For seven days the festival was kept up. Then the young Jew set out for Jerusalem with his bride. The Phœnician's party accompanied them. Nicaso's wardrobe burdened as many camels as did the merchant's wares. Among his rich robes was stored a strange article for such a collection—a heavy leathern suit of a Phœnician soldier.
CHAPTER XXXV.
The spacious residence of Ioiada, son of the high priest Eliashib, was ordinarily a rendezvous for the aristocratic circles of Jerusalem. The fashion of the city seized the occasion of the home-bringing of his daughter-in-law, the bride of Manasseh, and the feastings that celebrated it, to throng his court and chambers with such gayety as had not been seen since the return from the land of the Captivity.
The repute of Nicaso's beauty, the romance of such an alliance between a priestly house of the Jews and the family of Sanballat, their ancient enemy, set the tongues of all classes going. The multitude hailed the event. They were wearied with the exclusiveness they had been forced to maintain as respected their intercourse with neighboring people. Shopkeepers were delighted, for, in the train of Sanballat's daughter, came men and women from all surrounding tribes, and Jerusalem seemed about to become again an emporium of trade, as in the days before the Exile.
Marduk was solicited to open a bazaar in the chief street of the city with the assurance of doing a thriving business in foreign stuffs, for which the good people of Jerusalem had taken a sudden and violent fancy. But for reasons best known to himself, the Phœnician merchant chose to pitch his tents without the walls. Yet here he apparently did a lively trade; for scarcely a day passed that did not bring a camel or two down from the north, or a horseman up from Joppa on the coast. Marduk himself seemed to catch the spirit of enterprise, and attended in person to the details of business, which he had formerly left entirely to Eliezar. Many of the traders, especially those who came from Phœnicia, and who were presumably the agents of his business, he took to his own private tent, or walked with them apart. It was rumored that he was about to open new trade routes with Egypt and the East, which would centre in Jerusalem. That Manasseh was so frequently with him gave plausibility to the report that a great mercantile combination had been agreed upon in which much Jewish wealth should be represented by the house of Ioiada, the treasury of Sanballat by his son-in-law, Manasseh, and the heaviest merchants of Tyre by Marduk, whose exhaustless genius and money-bags were the inspiration of the enterprise.
But far different movements were beneath the surface of things. The religious sentiment of Jerusalem had been shocked by the alliance of the priestly house with that of the hated Samaritan. By many Nicaso was called Jezebel, and Manasseh denounced as a traitor who aimed at playing the part of a second Ahab. The venerable scribe, Ezra, seemed broken-hearted over the defection of his favorite pupil. His lectures upon the law became lamentations.
One day the three most notable men in all Jewry were together in the hall of the high priest. There was the venerable pontiff, Eliashib, a man whose broad and bland countenance was well in keeping with his elegant attire. His whole bearing showed that he fully appreciated the secular dignity of his position, if he did not feel the religious solemnities of his sacerdotal office.
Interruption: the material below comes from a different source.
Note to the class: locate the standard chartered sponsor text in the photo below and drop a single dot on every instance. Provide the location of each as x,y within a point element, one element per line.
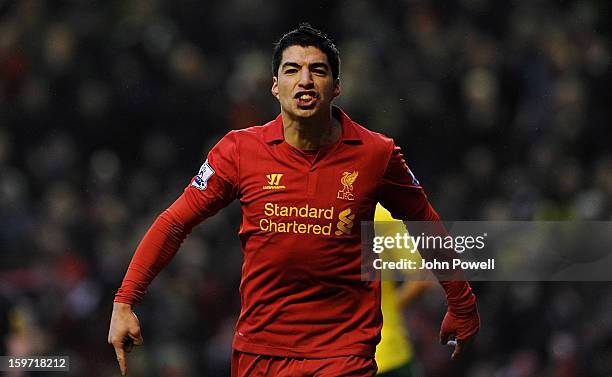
<point>273,212</point>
He strode up and down the apartment while he talked. Ezra, presuming upon the privilege of more advanced years and feebleness, sat in his chair, scarcely raising his eyes from the floor, except as now and then they shot the light of intense conviction after some sage saying he had uttered. But the most impressive figure was that of the Tirshatha, Nehemiah. He stood rigid as the statue of some god; only turning his head to follow the movement of Eliashib, whom he seemed to regard with mingled rage and scorn. Had he drawn the short sword that hung at his side, he would not have been more the impersonation of wrathful determination. The dispute of the men had already been long, and without persuasion on either side.
"I shall submit to no such dictation in the affairs of my family," said Eliashib, throwing wide his arms, as if to stretch to the utmost his priestly robe, and the aristocratic authority that rustled in every fold of it, and thus awe his opponents. "Be content with what you have done: that I have allowed Tobiah, Prince of Ammon, to be driven from his chambers at the temple. But know, haughty governor, that I move not another step at your bidding."